30 CFU abilitazione

30 CFU abilitazione

In seguito a estese trattative con la Commissione Europea e a un dialogo produttivo con i rappresentanti sindacali, il DPCM 60 CFU è stato ufficialmente ratificato ad inizio agosto. Il decreto, un elemento chiave della legge 79/2022, che a sua volta modifica il DL 36/2022 sulla Riforma della formazione iniziale e continua e del reclutamento dei docenti, entrerà in vigore una volta pubblicato in Gazzetta Ufficiale. Dando così il via ai nuovi corsi di abilitazione da 60, 30 e 36 CFU.

Sebbene l’emanazione del decreto abbia subito ritardi significativi, superando di oltre un anno le tempistiche inizialmente previste, esso rappresenta un passo avanti nel campo della formazione docente

Tant’è che le università hanno già iniziato le procedure necessarie per accogliere un crescente numero di interessati: le prime stime parlano di oltre 90.000 candidati

Il tutto mentre il Ministero dell’Università e della Ricerca, da parte sua, è al lavoro su una piattaforma dedicata agli accreditamenti universitari. Che dovrebbe essere operativa entro settembre.  

30 CFU abilitazione

Una volta che la Riforma voluta dall’ex Ministro Bianchi sarà a pieno regime, tutti gli aspiranti docenti dovranno conseguire i nuovi 60 CFU che hanno preso il posto dei 24 CFU. Diversamente non potranno accedere ai concorsi a cattedra.

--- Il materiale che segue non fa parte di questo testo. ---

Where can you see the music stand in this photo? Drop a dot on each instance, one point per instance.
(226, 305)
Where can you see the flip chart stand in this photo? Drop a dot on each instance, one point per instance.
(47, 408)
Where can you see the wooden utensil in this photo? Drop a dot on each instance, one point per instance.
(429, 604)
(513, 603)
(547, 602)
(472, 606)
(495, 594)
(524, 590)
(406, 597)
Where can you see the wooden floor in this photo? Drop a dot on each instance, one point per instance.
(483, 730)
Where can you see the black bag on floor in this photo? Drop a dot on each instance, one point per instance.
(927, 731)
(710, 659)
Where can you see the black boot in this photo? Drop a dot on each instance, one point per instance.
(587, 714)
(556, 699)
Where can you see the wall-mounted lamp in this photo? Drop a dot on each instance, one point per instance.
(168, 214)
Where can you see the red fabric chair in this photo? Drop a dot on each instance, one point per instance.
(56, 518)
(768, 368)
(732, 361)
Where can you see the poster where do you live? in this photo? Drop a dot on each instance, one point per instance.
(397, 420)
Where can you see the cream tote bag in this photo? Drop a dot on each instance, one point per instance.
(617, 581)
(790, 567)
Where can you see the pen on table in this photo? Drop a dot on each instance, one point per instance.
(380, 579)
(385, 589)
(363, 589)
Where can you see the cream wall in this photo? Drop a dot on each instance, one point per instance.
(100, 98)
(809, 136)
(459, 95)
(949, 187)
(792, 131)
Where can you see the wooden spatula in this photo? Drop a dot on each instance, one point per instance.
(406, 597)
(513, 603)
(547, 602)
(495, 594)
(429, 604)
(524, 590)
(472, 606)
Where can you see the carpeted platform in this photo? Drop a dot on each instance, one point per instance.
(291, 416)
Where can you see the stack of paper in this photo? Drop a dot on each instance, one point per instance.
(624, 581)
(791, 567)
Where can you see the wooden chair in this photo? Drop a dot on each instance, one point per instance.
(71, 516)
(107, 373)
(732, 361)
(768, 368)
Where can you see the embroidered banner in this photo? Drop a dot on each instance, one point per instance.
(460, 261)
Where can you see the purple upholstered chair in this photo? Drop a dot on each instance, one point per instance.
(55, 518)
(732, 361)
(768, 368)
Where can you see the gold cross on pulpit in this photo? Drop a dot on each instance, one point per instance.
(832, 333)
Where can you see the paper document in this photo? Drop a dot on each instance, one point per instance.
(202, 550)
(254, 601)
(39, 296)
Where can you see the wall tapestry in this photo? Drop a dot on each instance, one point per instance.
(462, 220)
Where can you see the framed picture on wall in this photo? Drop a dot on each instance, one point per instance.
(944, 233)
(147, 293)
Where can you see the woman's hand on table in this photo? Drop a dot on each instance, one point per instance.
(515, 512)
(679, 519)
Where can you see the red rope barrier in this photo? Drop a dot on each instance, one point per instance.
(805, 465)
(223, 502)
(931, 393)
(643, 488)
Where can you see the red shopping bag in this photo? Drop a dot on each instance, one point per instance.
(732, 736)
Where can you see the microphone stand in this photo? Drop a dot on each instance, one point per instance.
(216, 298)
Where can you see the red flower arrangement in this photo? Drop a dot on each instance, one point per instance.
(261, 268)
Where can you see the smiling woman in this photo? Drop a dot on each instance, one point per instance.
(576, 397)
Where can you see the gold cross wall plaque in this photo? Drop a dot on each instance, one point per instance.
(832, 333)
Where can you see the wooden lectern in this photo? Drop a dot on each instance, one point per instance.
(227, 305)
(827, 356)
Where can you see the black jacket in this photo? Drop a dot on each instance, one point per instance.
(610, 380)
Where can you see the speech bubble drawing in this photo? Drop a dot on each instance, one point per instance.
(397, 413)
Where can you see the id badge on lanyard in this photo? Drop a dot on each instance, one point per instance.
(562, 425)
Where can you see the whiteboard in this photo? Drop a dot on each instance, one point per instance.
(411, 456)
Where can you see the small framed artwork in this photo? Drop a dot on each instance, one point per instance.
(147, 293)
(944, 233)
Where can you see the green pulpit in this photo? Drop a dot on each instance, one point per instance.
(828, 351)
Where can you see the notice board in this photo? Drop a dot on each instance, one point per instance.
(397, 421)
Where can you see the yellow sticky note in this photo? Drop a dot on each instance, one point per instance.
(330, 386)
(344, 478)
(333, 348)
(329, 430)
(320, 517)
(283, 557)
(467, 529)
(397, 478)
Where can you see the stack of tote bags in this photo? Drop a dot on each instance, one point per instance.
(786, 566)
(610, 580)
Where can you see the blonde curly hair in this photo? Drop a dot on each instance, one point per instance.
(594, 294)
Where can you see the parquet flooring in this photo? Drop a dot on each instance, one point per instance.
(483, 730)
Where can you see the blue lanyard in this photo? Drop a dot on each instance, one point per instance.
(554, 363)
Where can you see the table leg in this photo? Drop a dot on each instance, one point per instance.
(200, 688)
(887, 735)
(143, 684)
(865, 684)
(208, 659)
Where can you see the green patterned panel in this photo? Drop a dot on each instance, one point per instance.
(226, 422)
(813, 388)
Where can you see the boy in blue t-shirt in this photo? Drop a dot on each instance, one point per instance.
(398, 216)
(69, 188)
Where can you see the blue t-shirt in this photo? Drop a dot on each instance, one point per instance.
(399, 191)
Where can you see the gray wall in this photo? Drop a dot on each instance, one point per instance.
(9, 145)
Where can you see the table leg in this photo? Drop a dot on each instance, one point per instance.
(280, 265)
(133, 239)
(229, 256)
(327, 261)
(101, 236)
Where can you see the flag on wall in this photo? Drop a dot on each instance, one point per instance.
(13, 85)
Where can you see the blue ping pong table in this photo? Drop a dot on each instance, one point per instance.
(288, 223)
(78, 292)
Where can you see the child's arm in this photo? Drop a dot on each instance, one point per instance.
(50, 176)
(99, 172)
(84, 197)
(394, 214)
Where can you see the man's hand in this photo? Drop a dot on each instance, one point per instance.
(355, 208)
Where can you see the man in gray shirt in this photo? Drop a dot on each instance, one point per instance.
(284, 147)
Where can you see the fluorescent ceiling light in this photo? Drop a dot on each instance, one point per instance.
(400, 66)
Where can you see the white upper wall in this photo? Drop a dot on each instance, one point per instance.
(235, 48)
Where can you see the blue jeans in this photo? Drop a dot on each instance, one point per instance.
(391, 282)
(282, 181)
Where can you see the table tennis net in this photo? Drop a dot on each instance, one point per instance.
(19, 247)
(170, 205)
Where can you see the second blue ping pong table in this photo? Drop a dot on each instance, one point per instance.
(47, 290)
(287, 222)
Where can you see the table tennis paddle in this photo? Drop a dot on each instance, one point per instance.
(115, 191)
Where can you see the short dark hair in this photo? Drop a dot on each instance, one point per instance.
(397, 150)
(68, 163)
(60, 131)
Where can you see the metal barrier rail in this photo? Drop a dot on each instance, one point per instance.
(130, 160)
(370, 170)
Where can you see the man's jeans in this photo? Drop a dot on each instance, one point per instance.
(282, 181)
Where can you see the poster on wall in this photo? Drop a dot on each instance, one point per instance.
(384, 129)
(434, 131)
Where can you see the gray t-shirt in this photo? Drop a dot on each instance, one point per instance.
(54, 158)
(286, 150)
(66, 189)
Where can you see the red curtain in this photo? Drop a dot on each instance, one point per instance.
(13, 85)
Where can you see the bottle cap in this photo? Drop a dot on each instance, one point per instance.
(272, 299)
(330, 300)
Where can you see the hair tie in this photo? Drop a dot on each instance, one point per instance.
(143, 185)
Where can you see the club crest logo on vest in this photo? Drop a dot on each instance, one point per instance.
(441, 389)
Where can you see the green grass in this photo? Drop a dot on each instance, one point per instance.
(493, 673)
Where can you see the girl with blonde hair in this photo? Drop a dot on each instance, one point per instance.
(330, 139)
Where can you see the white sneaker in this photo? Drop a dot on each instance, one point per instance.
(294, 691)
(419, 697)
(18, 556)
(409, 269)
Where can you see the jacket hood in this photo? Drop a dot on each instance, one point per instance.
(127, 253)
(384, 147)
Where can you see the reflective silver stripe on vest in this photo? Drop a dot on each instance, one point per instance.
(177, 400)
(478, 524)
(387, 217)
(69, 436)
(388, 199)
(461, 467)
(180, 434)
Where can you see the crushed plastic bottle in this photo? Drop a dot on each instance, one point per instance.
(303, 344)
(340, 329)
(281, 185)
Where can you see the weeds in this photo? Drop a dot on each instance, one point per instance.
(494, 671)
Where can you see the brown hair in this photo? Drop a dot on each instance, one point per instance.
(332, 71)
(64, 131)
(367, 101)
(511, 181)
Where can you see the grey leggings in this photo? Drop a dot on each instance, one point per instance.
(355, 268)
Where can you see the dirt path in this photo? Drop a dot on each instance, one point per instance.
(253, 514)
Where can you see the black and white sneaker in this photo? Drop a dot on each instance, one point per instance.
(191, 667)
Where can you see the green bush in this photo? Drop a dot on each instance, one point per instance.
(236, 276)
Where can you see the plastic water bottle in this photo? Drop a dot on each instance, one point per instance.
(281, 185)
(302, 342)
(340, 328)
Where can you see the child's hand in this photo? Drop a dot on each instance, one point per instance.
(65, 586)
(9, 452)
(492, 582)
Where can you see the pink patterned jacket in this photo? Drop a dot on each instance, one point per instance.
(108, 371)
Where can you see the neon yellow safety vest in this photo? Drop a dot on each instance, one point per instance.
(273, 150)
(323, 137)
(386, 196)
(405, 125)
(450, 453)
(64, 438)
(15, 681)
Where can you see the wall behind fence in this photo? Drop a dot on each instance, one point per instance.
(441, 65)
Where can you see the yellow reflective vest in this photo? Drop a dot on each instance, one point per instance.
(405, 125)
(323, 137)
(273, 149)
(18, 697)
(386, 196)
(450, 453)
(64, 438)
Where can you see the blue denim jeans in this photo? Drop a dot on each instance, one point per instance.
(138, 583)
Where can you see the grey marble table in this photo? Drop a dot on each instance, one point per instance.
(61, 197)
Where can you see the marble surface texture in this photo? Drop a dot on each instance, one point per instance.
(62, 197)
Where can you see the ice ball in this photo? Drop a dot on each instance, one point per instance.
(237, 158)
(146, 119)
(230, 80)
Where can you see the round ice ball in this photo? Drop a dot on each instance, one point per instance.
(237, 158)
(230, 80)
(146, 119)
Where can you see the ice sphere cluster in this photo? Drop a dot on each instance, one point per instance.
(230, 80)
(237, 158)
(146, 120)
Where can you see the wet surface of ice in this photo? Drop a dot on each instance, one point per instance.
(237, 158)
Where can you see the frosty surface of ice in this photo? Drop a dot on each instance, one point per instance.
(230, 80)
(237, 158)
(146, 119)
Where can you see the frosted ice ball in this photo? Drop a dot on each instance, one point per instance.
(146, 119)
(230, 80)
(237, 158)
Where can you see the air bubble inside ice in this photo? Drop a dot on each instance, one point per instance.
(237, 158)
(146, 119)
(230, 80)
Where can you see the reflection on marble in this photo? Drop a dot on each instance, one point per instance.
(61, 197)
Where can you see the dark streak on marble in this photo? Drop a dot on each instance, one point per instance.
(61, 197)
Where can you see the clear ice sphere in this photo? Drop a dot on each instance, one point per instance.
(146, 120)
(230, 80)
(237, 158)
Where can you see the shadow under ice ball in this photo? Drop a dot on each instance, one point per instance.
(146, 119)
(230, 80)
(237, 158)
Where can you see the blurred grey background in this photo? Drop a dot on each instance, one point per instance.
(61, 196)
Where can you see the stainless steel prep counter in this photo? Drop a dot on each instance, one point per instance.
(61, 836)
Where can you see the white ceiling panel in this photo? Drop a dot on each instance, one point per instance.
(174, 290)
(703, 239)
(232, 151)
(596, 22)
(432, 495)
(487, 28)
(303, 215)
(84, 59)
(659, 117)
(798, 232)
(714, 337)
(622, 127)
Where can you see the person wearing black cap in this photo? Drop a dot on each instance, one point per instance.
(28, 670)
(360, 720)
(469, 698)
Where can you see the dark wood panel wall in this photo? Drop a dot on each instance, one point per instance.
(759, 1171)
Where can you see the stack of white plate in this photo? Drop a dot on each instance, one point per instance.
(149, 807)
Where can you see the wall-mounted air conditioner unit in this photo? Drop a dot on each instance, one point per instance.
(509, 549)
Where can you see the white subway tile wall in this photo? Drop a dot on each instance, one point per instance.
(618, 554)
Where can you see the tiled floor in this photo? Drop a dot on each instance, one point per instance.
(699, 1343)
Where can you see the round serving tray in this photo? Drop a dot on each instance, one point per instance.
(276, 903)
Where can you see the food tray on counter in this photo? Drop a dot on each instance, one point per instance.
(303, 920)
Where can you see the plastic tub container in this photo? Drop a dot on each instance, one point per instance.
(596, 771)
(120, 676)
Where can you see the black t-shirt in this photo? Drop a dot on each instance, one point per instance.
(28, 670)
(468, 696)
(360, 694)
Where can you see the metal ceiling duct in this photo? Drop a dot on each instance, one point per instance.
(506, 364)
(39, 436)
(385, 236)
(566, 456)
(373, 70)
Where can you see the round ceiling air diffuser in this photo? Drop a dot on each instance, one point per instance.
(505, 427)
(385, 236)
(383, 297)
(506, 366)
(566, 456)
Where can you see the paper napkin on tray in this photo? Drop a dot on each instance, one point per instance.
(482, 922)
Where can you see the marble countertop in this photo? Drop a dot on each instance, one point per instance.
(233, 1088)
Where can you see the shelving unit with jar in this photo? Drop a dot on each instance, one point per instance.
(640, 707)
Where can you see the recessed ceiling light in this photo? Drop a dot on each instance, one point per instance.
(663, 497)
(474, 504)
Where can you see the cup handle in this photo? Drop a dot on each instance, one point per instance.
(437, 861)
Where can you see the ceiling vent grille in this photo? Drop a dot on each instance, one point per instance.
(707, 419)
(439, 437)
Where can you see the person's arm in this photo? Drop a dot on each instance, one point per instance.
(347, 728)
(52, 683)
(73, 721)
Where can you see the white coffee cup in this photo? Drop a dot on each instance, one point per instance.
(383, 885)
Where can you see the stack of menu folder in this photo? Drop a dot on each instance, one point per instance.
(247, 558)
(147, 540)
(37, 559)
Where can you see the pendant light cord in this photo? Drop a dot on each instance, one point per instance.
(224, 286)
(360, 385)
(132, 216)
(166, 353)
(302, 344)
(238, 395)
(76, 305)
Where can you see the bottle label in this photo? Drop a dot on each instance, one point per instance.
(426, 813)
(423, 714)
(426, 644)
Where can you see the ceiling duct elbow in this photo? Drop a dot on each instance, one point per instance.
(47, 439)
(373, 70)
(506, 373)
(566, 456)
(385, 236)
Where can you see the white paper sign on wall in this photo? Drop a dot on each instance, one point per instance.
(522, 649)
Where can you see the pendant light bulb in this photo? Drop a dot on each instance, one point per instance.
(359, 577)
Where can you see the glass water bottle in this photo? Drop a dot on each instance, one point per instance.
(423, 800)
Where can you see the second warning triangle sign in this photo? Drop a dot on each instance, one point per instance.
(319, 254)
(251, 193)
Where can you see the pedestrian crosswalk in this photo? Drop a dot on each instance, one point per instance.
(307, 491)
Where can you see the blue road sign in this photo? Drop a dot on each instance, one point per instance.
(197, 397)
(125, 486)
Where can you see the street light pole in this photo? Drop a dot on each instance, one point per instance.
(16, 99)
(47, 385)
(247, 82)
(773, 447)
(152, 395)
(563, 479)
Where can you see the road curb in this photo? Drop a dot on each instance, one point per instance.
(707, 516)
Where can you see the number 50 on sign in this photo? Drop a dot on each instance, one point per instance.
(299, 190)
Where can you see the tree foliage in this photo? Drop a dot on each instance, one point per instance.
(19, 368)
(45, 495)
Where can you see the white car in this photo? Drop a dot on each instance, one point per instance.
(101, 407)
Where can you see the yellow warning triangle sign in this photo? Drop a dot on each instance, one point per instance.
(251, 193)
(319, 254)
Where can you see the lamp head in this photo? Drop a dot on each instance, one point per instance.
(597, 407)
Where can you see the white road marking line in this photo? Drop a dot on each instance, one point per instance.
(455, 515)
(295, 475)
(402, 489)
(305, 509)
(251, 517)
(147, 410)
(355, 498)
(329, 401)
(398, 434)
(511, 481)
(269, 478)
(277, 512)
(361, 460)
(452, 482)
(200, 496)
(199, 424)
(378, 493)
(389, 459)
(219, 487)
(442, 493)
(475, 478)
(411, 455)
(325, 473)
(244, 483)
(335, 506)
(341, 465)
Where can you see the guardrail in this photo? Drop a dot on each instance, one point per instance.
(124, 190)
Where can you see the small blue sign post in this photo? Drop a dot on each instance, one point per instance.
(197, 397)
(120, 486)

Tuttavia, fino al 31 dicembre 2024 è prevista una fase transitoria durante la quale sarà sufficiente conseguire solo 30 o 36 CFU.  

Pertanto, al momento sono ben 5 i percorsi previsti:

  • 60 CFU: entreranno a pieno regime nel 2025, dato che da quel momento l’abilitazione sarà un requisito d’accesso imprescindibile per partecipare ai concorsi.
  • 30 CFU: destinati a docenti già abilitati o specializzati in un’altra classe di concorso o grado di istruzione.
  • 30 CFU, riservati a docenti con 3 anni di servizio nelle scuole statali o paritarie, di cui almeno uno nella specifica classe di concorso, e a coloro che hanno superato la prova concorsuale del concorso “straordinario bis”.
  • 30 CFU, per i neolaureati o per coloro che non hanno ottenuto i 24 CFU entro il 31 ottobre 2022 (validi per l’accesso ai concorsi fino alla fine del 2024), con ulteriori crediti da integrare in caso di vittoria in un concorso.
  • 30 o 36 CFU, per coloro che si candidano ai concorsi senza essere già abilitati. Questi programmi si rivolgono a diverse categorie di docenti che partecipano al concorso senza aver ottenuto l’abilitazione. Nello specifico, sono previste tre ulteriori tipologie di percorsi post-concorso:  
  • da 30 CFU per chi si candida con il titolo di accesso + 3 anni di servizio negli ultimi 5 anni nella scuola statale, di cui almeno uno nella specifica classe di concorso per la quale si partecipa;
  • da 30 CFU per chi partecipa al concorso con solo 30 CFU/CFA;
  • da 36 CFU per chi si candida con il titolo di accesso + 24 CFU ottenuti entro il 31 ottobre 2022.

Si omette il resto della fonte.